National holiday in Brazil

Dia dos Namorados (/pt-BR/, Lovers' Day) is a special date celebrated on June 12 in Brazil, usually with gifts, romantic activities, decorations and festivities.

The 12th day of June was chosen because it foregoes the day of Saint Anthony, who is traditionally associated with love, lovers and marriage in that country's predominantly Catholic culture. The term "Dia dos Namorados" is also used in other Portuguese-speaking countries to refer to Valentine's Day.

==Background==

Anthony of Padua, venerated as Saint Anthony, died on June 13, 1231, in Padua, Italy. In addition to having been canonized as a saint by the Catholic Church, Anthony of Padua is symbolically and reverently recognized as a general of the Brazilian Army, though not a patron thereof. In Brazil, Lovers' Day is celebrated on June 12, which is Saint Anthony's Eve. The saint is said to bless young couples' marriages with joy and prosperity. Celebrations for the day in Brazil are similar to those for Valentine's Day in most other countries: typically, couples exchange romantic gifts, such as chocolates or flowers, and they may also participate in a nightly date; in addition, beautifying home decorations is also common.

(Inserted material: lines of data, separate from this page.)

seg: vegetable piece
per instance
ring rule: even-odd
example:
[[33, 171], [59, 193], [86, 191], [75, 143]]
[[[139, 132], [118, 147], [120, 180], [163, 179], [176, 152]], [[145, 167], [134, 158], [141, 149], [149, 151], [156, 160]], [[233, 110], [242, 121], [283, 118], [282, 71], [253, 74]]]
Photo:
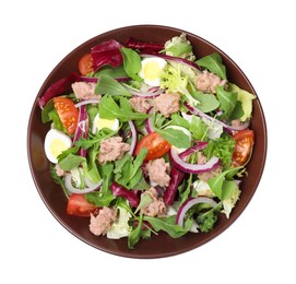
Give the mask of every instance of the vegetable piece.
[[134, 155], [134, 151], [135, 151], [135, 145], [137, 145], [137, 142], [138, 142], [138, 133], [137, 133], [137, 129], [135, 129], [135, 126], [133, 123], [132, 120], [129, 120], [129, 126], [130, 126], [130, 129], [131, 129], [131, 146], [130, 146], [130, 155], [133, 156]]
[[62, 126], [70, 135], [73, 134], [79, 121], [79, 110], [74, 103], [67, 97], [55, 97], [54, 104]]
[[173, 165], [179, 170], [188, 174], [201, 174], [211, 171], [220, 165], [220, 159], [215, 156], [211, 157], [211, 159], [203, 165], [186, 163], [180, 158], [178, 151], [175, 147], [171, 147], [168, 154]]
[[115, 197], [125, 198], [129, 201], [132, 208], [138, 208], [139, 205], [138, 190], [128, 190], [115, 181], [111, 184], [110, 188]]
[[247, 120], [247, 121], [245, 121], [242, 125], [239, 125], [239, 126], [229, 126], [229, 125], [224, 123], [224, 122], [222, 122], [221, 120], [218, 120], [218, 119], [216, 119], [216, 118], [214, 118], [214, 117], [211, 117], [211, 116], [209, 116], [209, 115], [202, 113], [200, 109], [198, 109], [198, 108], [196, 108], [196, 107], [193, 107], [193, 106], [190, 106], [190, 104], [188, 104], [188, 102], [185, 102], [183, 105], [185, 105], [185, 107], [186, 107], [188, 110], [190, 110], [193, 115], [200, 116], [201, 118], [205, 118], [205, 119], [208, 119], [209, 121], [216, 122], [216, 123], [223, 126], [223, 127], [224, 127], [225, 129], [227, 129], [227, 130], [240, 131], [240, 130], [244, 130], [244, 129], [248, 128], [249, 125], [250, 125], [250, 121]]
[[177, 212], [177, 216], [176, 216], [176, 223], [182, 227], [187, 211], [193, 205], [199, 204], [199, 203], [206, 203], [213, 208], [217, 205], [217, 203], [211, 198], [205, 198], [205, 197], [189, 198], [179, 208]]
[[175, 200], [175, 196], [177, 193], [178, 190], [178, 186], [180, 185], [181, 180], [183, 179], [185, 174], [180, 170], [178, 170], [177, 168], [173, 167], [170, 170], [170, 180], [169, 180], [169, 185], [165, 190], [164, 193], [164, 202], [168, 205], [171, 205], [174, 200]]
[[199, 59], [197, 64], [208, 69], [210, 72], [218, 75], [221, 79], [226, 79], [226, 68], [223, 64], [218, 52], [213, 52], [210, 56]]
[[130, 37], [126, 43], [126, 47], [138, 49], [140, 51], [158, 52], [164, 49], [165, 45], [157, 43], [140, 42]]
[[235, 167], [245, 165], [252, 151], [254, 133], [252, 130], [239, 131], [233, 137], [236, 141], [233, 155], [233, 165]]
[[85, 188], [80, 189], [80, 188], [75, 188], [72, 186], [72, 176], [71, 174], [67, 174], [64, 177], [64, 186], [66, 188], [72, 192], [72, 193], [76, 193], [76, 194], [84, 194], [84, 193], [88, 193], [92, 192], [94, 190], [97, 190], [100, 188], [102, 186], [102, 180], [99, 180], [97, 184], [92, 184], [90, 180], [87, 180], [86, 178], [84, 179], [84, 182], [86, 185]]
[[165, 155], [169, 149], [170, 144], [164, 140], [157, 132], [151, 132], [145, 135], [135, 147], [135, 155], [139, 155], [143, 147], [147, 149], [147, 155], [145, 161], [155, 159]]
[[43, 108], [52, 97], [67, 92], [71, 88], [72, 83], [80, 81], [82, 81], [81, 76], [76, 72], [69, 73], [46, 90], [45, 94], [37, 99], [38, 106]]
[[104, 66], [118, 67], [122, 64], [123, 59], [119, 50], [121, 47], [122, 45], [115, 39], [94, 46], [91, 49], [94, 72]]
[[127, 74], [139, 82], [142, 82], [142, 79], [138, 75], [141, 70], [141, 58], [137, 51], [131, 48], [121, 47], [120, 52], [123, 58], [123, 68]]
[[[85, 109], [85, 105], [79, 107], [79, 122], [76, 126], [75, 134], [73, 138], [73, 143], [76, 142], [80, 138], [86, 139], [88, 134], [88, 115]], [[86, 149], [80, 147], [79, 154], [83, 157], [86, 156]]]
[[86, 74], [94, 71], [93, 68], [93, 57], [92, 54], [85, 54], [80, 60], [79, 60], [79, 71], [80, 73], [85, 76]]
[[67, 214], [81, 217], [90, 217], [97, 208], [88, 203], [84, 194], [72, 193], [68, 200]]

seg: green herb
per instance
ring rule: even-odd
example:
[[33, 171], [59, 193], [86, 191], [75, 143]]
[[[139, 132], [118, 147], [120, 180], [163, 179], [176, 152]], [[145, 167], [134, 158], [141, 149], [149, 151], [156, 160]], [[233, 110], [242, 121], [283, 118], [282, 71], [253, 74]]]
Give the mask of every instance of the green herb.
[[59, 166], [63, 170], [71, 170], [72, 168], [79, 167], [82, 162], [86, 162], [85, 157], [69, 154], [63, 159], [59, 161]]
[[121, 47], [119, 50], [123, 58], [123, 68], [127, 74], [135, 81], [143, 81], [142, 78], [138, 75], [142, 67], [139, 54], [127, 47]]
[[210, 72], [218, 75], [221, 79], [226, 78], [226, 68], [222, 62], [222, 57], [218, 52], [213, 52], [210, 56], [205, 56], [197, 61], [197, 64], [208, 69]]
[[235, 140], [230, 135], [223, 134], [216, 140], [210, 140], [206, 147], [203, 150], [203, 154], [208, 159], [212, 156], [218, 157], [222, 162], [222, 166], [228, 168], [232, 164], [235, 143]]
[[191, 141], [190, 138], [181, 130], [174, 128], [166, 129], [155, 129], [158, 134], [162, 135], [163, 139], [168, 141], [170, 145], [176, 147], [190, 147]]
[[127, 122], [129, 120], [142, 120], [150, 117], [150, 115], [146, 114], [134, 113], [130, 102], [125, 97], [120, 97], [120, 106], [118, 106], [109, 95], [105, 95], [100, 99], [98, 113], [102, 118], [118, 118], [122, 122]]
[[185, 222], [185, 226], [180, 227], [176, 224], [176, 215], [168, 217], [144, 216], [144, 221], [147, 221], [156, 232], [164, 230], [173, 238], [183, 236], [192, 226], [192, 220], [188, 218]]
[[108, 94], [110, 96], [127, 96], [131, 94], [119, 82], [108, 74], [102, 74], [95, 87], [95, 94]]
[[135, 158], [126, 153], [122, 159], [116, 161], [114, 169], [115, 181], [128, 189], [133, 189], [139, 185], [143, 176], [141, 166], [146, 154], [147, 150], [144, 147]]

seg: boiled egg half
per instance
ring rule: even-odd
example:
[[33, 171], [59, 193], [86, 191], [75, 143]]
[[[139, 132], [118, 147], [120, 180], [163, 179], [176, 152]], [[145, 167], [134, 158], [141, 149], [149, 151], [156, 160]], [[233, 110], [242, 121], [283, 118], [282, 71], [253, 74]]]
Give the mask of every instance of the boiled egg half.
[[95, 134], [97, 131], [102, 130], [103, 128], [108, 128], [110, 130], [118, 130], [119, 129], [119, 120], [115, 119], [105, 119], [100, 118], [99, 114], [97, 114], [94, 118], [92, 133]]
[[159, 75], [166, 61], [159, 57], [149, 57], [142, 60], [142, 68], [139, 75], [147, 85], [159, 86]]
[[71, 146], [71, 138], [57, 129], [50, 129], [45, 137], [45, 154], [54, 164], [58, 163], [58, 155]]

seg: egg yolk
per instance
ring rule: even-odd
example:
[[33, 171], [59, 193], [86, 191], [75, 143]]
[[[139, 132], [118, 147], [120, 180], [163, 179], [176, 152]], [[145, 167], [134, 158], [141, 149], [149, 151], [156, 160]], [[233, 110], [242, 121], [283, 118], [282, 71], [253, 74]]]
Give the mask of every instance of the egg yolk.
[[157, 62], [147, 62], [143, 68], [143, 75], [145, 80], [153, 81], [159, 76], [161, 68]]
[[50, 153], [57, 157], [62, 151], [68, 149], [68, 145], [59, 140], [59, 139], [54, 139], [50, 143]]

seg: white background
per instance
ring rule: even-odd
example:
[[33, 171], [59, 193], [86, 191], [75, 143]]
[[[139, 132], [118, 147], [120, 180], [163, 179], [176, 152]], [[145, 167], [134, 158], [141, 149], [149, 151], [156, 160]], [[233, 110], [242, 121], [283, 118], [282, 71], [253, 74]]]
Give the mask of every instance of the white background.
[[[4, 4], [5, 3], [5, 4]], [[295, 283], [293, 1], [1, 1], [1, 283]], [[39, 87], [73, 48], [109, 29], [159, 24], [197, 34], [247, 74], [263, 106], [268, 159], [257, 192], [222, 235], [154, 260], [116, 257], [76, 239], [33, 182], [27, 121]]]

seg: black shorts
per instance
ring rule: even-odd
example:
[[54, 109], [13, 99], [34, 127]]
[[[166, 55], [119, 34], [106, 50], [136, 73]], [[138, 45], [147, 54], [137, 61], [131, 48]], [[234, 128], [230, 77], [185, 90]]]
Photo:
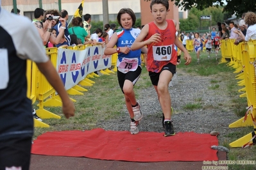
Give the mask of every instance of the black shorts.
[[170, 71], [170, 72], [173, 73], [173, 75], [176, 73], [176, 65], [173, 65], [173, 63], [169, 63], [166, 65], [164, 66], [161, 71], [158, 73], [149, 72], [148, 75], [150, 77], [151, 83], [153, 86], [157, 86], [157, 84], [158, 84], [159, 76], [163, 70]]
[[123, 88], [124, 86], [125, 80], [130, 81], [131, 82], [132, 82], [134, 86], [141, 76], [141, 70], [142, 68], [141, 66], [138, 66], [138, 68], [135, 71], [128, 72], [126, 73], [123, 73], [121, 72], [119, 72], [117, 69], [118, 83], [119, 84], [119, 86], [123, 91], [123, 93], [124, 93]]
[[212, 50], [212, 48], [206, 48], [206, 50], [210, 51]]
[[31, 137], [11, 138], [0, 141], [0, 169], [6, 167], [30, 169]]

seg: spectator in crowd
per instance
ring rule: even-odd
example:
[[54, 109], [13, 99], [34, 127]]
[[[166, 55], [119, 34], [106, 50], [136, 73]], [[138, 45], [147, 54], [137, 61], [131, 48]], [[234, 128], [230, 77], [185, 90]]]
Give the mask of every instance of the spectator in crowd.
[[185, 48], [186, 47], [187, 40], [189, 40], [189, 34], [187, 33], [185, 35], [185, 36], [184, 36], [184, 38], [183, 38], [183, 40], [182, 40], [182, 44]]
[[184, 39], [184, 34], [181, 33], [180, 35], [180, 41], [182, 42], [182, 43], [183, 39]]
[[110, 29], [110, 25], [109, 24], [105, 24], [104, 31], [108, 33]]
[[200, 63], [200, 51], [201, 50], [201, 44], [203, 43], [201, 38], [199, 38], [199, 33], [194, 33], [194, 39], [193, 40], [193, 45], [194, 52], [196, 53], [196, 57], [198, 58], [198, 64]]
[[[90, 35], [89, 34], [85, 29], [81, 27], [83, 20], [81, 17], [76, 17], [72, 20], [72, 27], [69, 29], [70, 35], [76, 35], [78, 39], [80, 39], [81, 44], [86, 42], [85, 38], [90, 38]], [[88, 29], [90, 31], [90, 29]], [[90, 33], [90, 31], [89, 31]]]
[[[60, 29], [60, 34], [56, 37], [51, 35], [51, 28], [52, 28], [52, 20], [49, 19], [49, 17], [52, 17], [53, 15], [50, 13], [47, 14], [46, 16], [46, 20], [42, 22], [42, 20], [44, 19], [44, 10], [42, 8], [37, 8], [34, 11], [35, 19], [33, 20], [34, 26], [37, 27], [37, 31], [41, 37], [44, 45], [46, 45], [48, 42], [51, 42], [53, 44], [59, 43], [62, 39], [62, 36], [64, 34], [64, 29]], [[58, 19], [60, 23], [63, 27], [65, 27], [65, 20], [60, 18]], [[55, 29], [56, 30], [56, 29]]]
[[214, 49], [215, 49], [215, 56], [216, 57], [217, 59], [217, 55], [219, 52], [219, 39], [220, 37], [218, 34], [214, 36]]
[[210, 36], [208, 36], [208, 39], [207, 39], [205, 42], [205, 46], [206, 49], [206, 51], [208, 53], [208, 58], [210, 57], [210, 52], [212, 50], [212, 47], [213, 44], [213, 40], [212, 40]]
[[245, 24], [244, 24], [244, 16], [245, 16], [245, 14], [246, 14], [246, 13], [244, 12], [244, 13], [243, 13], [242, 14], [241, 19], [239, 20], [239, 24], [238, 24], [238, 27], [239, 27], [240, 29], [241, 29], [241, 27]]
[[245, 24], [248, 25], [246, 36], [241, 30], [237, 30], [235, 33], [242, 37], [243, 41], [248, 42], [250, 40], [256, 40], [256, 13], [248, 12], [245, 14], [244, 19]]
[[[12, 9], [11, 13], [15, 13], [13, 8]], [[18, 8], [17, 8], [17, 15], [21, 15], [21, 10], [19, 10]]]
[[[57, 10], [47, 10], [44, 13], [44, 20], [46, 20], [46, 16], [47, 16], [48, 14], [51, 14], [51, 16], [56, 16], [56, 17], [60, 17], [60, 13]], [[51, 20], [51, 27], [54, 27], [57, 24], [58, 22], [58, 19], [53, 19]]]
[[237, 29], [235, 27], [235, 24], [233, 21], [229, 23], [229, 27], [230, 27], [230, 36], [229, 36], [229, 38], [236, 39], [238, 36], [238, 35], [234, 32]]
[[[60, 13], [61, 13], [61, 18], [64, 19], [65, 22], [64, 22], [62, 19], [61, 20], [59, 19], [58, 23], [57, 23], [57, 24], [54, 26], [54, 28], [57, 31], [57, 37], [58, 35], [61, 33], [63, 31], [63, 30], [64, 30], [65, 40], [62, 40], [60, 42], [56, 43], [56, 47], [60, 47], [60, 46], [62, 45], [69, 46], [71, 42], [69, 31], [67, 30], [68, 24], [67, 22], [67, 20], [69, 19], [69, 13], [65, 10], [62, 10], [60, 12]], [[64, 24], [64, 22], [65, 22], [65, 24]]]
[[216, 36], [216, 31], [214, 27], [212, 27], [212, 31], [210, 32], [210, 38], [212, 38], [212, 40], [214, 40], [214, 37]]
[[[244, 25], [239, 26], [240, 31], [243, 33], [244, 36], [246, 35], [247, 29], [246, 29], [246, 26], [245, 25], [244, 23]], [[237, 39], [235, 40], [235, 42], [234, 43], [235, 45], [238, 45], [240, 42], [244, 41], [244, 38], [243, 38], [243, 36], [239, 35], [239, 34], [238, 34], [238, 31], [239, 31], [239, 29], [237, 29], [237, 30], [234, 31], [234, 33], [238, 35]]]
[[4, 40], [0, 41], [0, 61], [6, 62], [0, 68], [0, 169], [28, 170], [34, 127], [27, 97], [27, 59], [36, 63], [58, 92], [66, 118], [74, 116], [75, 109], [33, 24], [0, 6], [0, 27]]
[[97, 43], [97, 42], [99, 42], [99, 37], [101, 36], [103, 33], [103, 32], [102, 31], [101, 29], [100, 28], [96, 29], [95, 33], [90, 36], [90, 40], [92, 40], [93, 44], [95, 45]]
[[104, 31], [101, 36], [99, 38], [99, 42], [105, 42], [106, 44], [108, 43], [108, 34]]
[[229, 38], [229, 31], [226, 27], [222, 27], [222, 37], [221, 37], [221, 40], [226, 40]]
[[[91, 35], [90, 33], [90, 29], [92, 27], [92, 25], [90, 24], [91, 21], [91, 16], [90, 14], [87, 13], [83, 15], [83, 19], [85, 20], [83, 22], [83, 28], [85, 29], [86, 32], [89, 34]], [[90, 42], [90, 38], [85, 38], [87, 42]]]
[[110, 24], [110, 29], [108, 31], [108, 40], [110, 40], [111, 36], [113, 35], [115, 31], [116, 25], [115, 23]]
[[221, 36], [222, 36], [222, 32], [221, 32], [222, 27], [221, 27], [221, 23], [219, 22], [217, 22], [217, 25], [218, 25], [218, 35], [219, 35], [219, 37], [221, 37]]
[[[133, 12], [130, 8], [122, 8], [119, 10], [117, 22], [122, 29], [114, 33], [110, 41], [107, 45], [104, 54], [112, 55], [118, 53], [117, 79], [118, 82], [125, 98], [127, 110], [131, 119], [130, 133], [139, 133], [138, 125], [142, 118], [141, 107], [137, 102], [133, 86], [141, 73], [141, 50], [131, 50], [132, 43], [141, 33], [140, 29], [133, 28], [136, 21]], [[114, 47], [116, 46], [117, 47]], [[142, 47], [144, 52], [147, 52], [145, 47]], [[128, 66], [127, 67], [127, 65]]]
[[[51, 28], [51, 35], [53, 35], [55, 37], [56, 37], [57, 36], [56, 35], [56, 31], [54, 27]], [[46, 48], [49, 48], [49, 47], [56, 47], [56, 45], [53, 44], [53, 43], [51, 43], [51, 42], [48, 42], [48, 43], [46, 44]]]

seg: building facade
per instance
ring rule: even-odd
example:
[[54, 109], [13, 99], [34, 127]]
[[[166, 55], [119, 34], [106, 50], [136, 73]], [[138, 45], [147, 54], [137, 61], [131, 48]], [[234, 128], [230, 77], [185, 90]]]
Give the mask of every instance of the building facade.
[[[107, 0], [85, 0], [83, 3], [83, 15], [90, 13], [94, 21], [103, 20], [103, 1]], [[130, 8], [135, 13], [137, 19], [141, 19], [142, 25], [152, 21], [153, 17], [150, 12], [150, 1], [144, 0], [108, 0], [109, 20], [115, 20], [117, 13], [123, 8]], [[37, 0], [17, 0], [17, 8], [21, 10], [21, 15], [33, 19], [33, 12], [39, 7], [39, 1]], [[45, 10], [50, 9], [59, 9], [58, 0], [42, 0], [42, 8]], [[71, 2], [72, 1], [72, 2]], [[61, 0], [61, 9], [66, 10], [71, 19], [76, 9], [81, 4], [81, 0]], [[13, 8], [13, 1], [2, 0], [2, 7], [8, 11]], [[183, 12], [179, 12], [179, 8], [173, 2], [169, 1], [170, 12], [167, 15], [168, 19], [173, 19], [179, 23], [179, 18], [185, 18], [182, 15]], [[178, 26], [177, 29], [178, 29]]]

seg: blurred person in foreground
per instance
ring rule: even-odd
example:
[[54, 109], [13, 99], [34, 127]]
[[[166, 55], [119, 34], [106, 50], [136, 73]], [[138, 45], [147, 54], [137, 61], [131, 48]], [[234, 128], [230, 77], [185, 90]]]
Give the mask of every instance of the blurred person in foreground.
[[28, 170], [34, 125], [27, 97], [26, 59], [37, 63], [58, 93], [66, 118], [74, 116], [75, 109], [28, 18], [0, 6], [0, 37], [4, 40], [0, 41], [0, 169]]

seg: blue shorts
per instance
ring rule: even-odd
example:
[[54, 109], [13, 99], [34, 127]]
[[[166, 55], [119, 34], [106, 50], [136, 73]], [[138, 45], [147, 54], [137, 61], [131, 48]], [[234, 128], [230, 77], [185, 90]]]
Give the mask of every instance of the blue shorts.
[[161, 71], [158, 73], [149, 72], [148, 75], [150, 77], [150, 80], [153, 86], [157, 86], [158, 84], [160, 74], [163, 70], [169, 70], [171, 73], [175, 75], [176, 73], [176, 65], [173, 63], [169, 63], [162, 68]]
[[130, 81], [134, 86], [141, 76], [141, 71], [142, 68], [141, 66], [138, 66], [138, 68], [135, 71], [130, 71], [126, 73], [123, 73], [117, 70], [118, 83], [119, 84], [119, 86], [123, 93], [124, 93], [123, 88], [124, 86], [125, 80]]

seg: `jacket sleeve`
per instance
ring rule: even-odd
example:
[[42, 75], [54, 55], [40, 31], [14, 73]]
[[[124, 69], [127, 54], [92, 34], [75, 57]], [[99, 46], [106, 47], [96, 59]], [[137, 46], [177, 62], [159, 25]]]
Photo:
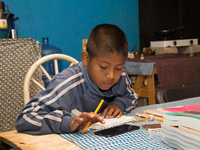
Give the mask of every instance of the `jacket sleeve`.
[[125, 71], [122, 72], [118, 81], [117, 97], [110, 103], [118, 105], [122, 112], [128, 112], [135, 108], [138, 95], [131, 87], [131, 81]]
[[[71, 103], [67, 88], [59, 87], [60, 79], [52, 79], [48, 88], [38, 93], [19, 114], [18, 132], [29, 134], [70, 133]], [[71, 85], [71, 83], [69, 83]], [[63, 96], [63, 93], [65, 94]]]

The day is festive, with colorful street decorations, and sometimes parades and carnivals. Common folk-musical celebrations include samba and live rock concerts, among others. In the years 2011, 2012 and 2017, Google celebrated the date with doodles.

Dia dos Namorados as a celebration for lovers is closely related to observances of Saint Anthony's Day. Although said day is celebrated in some countries on January 17 in association with Anthony the Great, Saint Anthony (of Padua)'s Eve, also known simply as Saint Anthony's Day, is a day of religious observance for many in Brazil and Portugal. Single women traditionally perform folk rituals, called simpatias (lit. 'sympathies', i.e., "meant to obtain the sympathy of the saint"), in order to find a good husband or boyfriend. In addition to prayer on the Eve, one might conceal a love letter in a pot of basil to pass to a prospective suitor.

February 14's Valentine's Day is not celebrated in Brazil at all because it usually falls close to the Carnival, which is celebrated in most other countries annually during the four days before Ash Wednesday, falling between February 4 and March 10 depending on the year.

In other Portuguese-speaking countries, Valentine's Day is also referred to as Dia dos Namorados, but is celebrated on February 14.